Generating our rolling hash

The following code block is our rolling hash function. Now, it may seem odd to have a function within a function, though this design has a few advantages. First, it's useful for organization. This rolling hash code block is only used by our fuzz_file() function and, by nesting it inside this function, we can inform the next person who reads our code that this is the case. Secondly, by placing this function within fuzz_file(), we can assure anyone who imports our code as a module doesn't misuse the rolling hash function. And while there are multiple other efficiencies and management reasons for selecting this design, we wanted to incorporate this feature into this script to introduce you to the concept. As you see in our other scripts, this isn't always used for specialized functions but is a tool that you can employ in your scripts to refine their design.

This nested function takes two arguments, shortened to nb for new_byte and rh for our rolling hash tracking dictionary. In our prior example, to calculate the rolling hash, we added the ASCII values of the entire window together. In this function, we'll perform a series of calculations to help us generate a rolling hash of a larger 7-byte window:

095     def update_rolling_hash(nb, rh):
096 """
097 Update the rolling hash value with the new byte
098 :param nb (int): new_byte as read from file
099 :param rh (dict): rolling hash tracking dictionary
100 :return: computed hash value to compare to reset_point
101 """

The rh rolling hash tracking dictionary is used to keep an eye on the moving parts within this rolling hash. There are three numbers that are stored as r1, r2, and r3. These numbers face additional calculations, as shown in the following code block, and the sum of the three are returned as the integer representing the rolling hash for that frame of the file.

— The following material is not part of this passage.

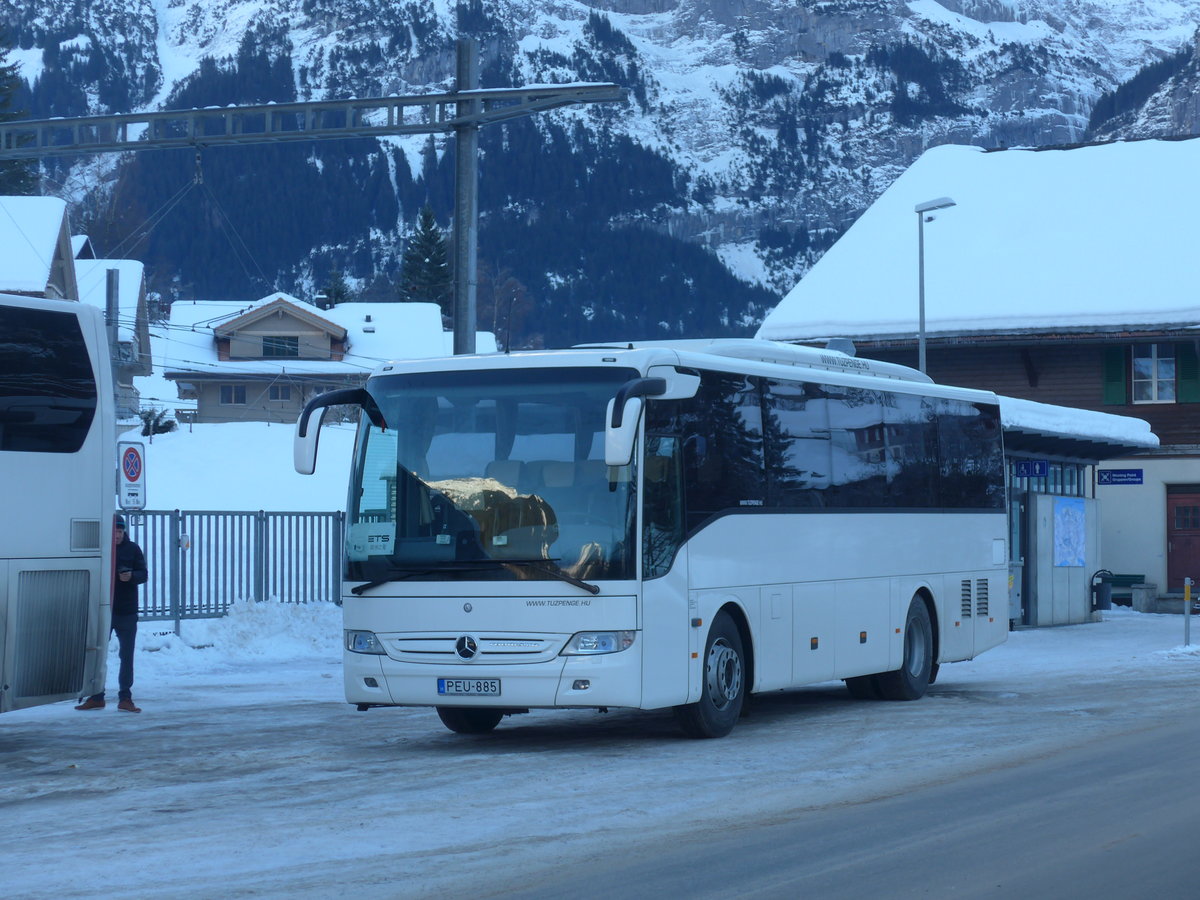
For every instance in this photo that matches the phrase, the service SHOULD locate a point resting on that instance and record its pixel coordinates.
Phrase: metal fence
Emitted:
(201, 562)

The other two elements tracked by the dictionary are rn and rw. The rn key holds the offset the rolling hash is at within the file and is used to determine what character in the window is replaced by the nb, new_byte, value. This window, as you may have guessed, is stored in rw. Unlike our prior example where each character in the window was shifted left for each calculation of the rolling hash, this implementation just replaces the oldest character in the array. This improves efficiency as it results in one operation instead of eight:

102         # Calculate R2
103 rh['r2'] -= rh['r1']
104 rh['r2'] += (CONTEXT_WINDOW * nb)
105
106 # Calculate R1
107 rh['r1'] += nb
108 rh['r1'] -= rh['rw'][rh['rn'] % CONTEXT_WINDOW]
109
110 # Update RW and RN
111 rh['rw'][rh['rn'] % CONTEXT_WINDOW] = nb
112 rh['rn'] += 1
113
114 # Calculate R3
115 rh['r3'] = (rh['r3'] << 5) & 0xFFFFFFFF
116 rh['r3'] = rh['r3'] ^ nb
117
118 # Return the sum of R1 + R2 + R3
119 return rh['r1'] + rh['r2'] + rh['r3']

This logic is computationally the same as that used by ssdeep and spamsum. To start, we compute the r2 value by subtracting r1 and adding the product of CONTEXT_WINDOW and new_byte. We then update the r1 value by adding new_byte and subtracting the oldest byte within the window. This means that r1 stores the sum of the entire window, similarly to our entire rolling hash algorithm in the earlier example.

On line 111, we start updating our window, replacing the oldest byte with our new_byte character. After this, we increment the rn value so that it accurately tracks the offset within the file.

Finally, we calculate our r3 value, which uses some operations we haven't introduced at this point. The << operator is a bitwise operator that shifts our value to the left, in this case by five places. This is effectively the same as us multiplying our value by 2**5. The second new bitwise operator on line 115 is &,which in Python is a bitwise AND statement. This operator evaluates each bit for the values on either side of the operation, position by position, and if they're both equal to 1, they're enabled in that position of the output; otherwise, they're disabled. As a note, two 0 values in the same position do not result in 1 when using a bitwise AND statement. The third new bitwise operator is on line 116 and is ^, or the exclusive OR operator, also called an XOR operation. This works mostly as the opposite of our bitwise AND statement, where if the bits between the two values, position by position, are different, 1 is returned for that position and if they're the same, 0 is returned. 

More information on bitwise operations in Python is available at https://wiki.python.org/moin/BitwiseOperators.

With our bitwise operations out of the way, we return the sum of r1, r2, and r3 for further use in our fuzzy hash calculation.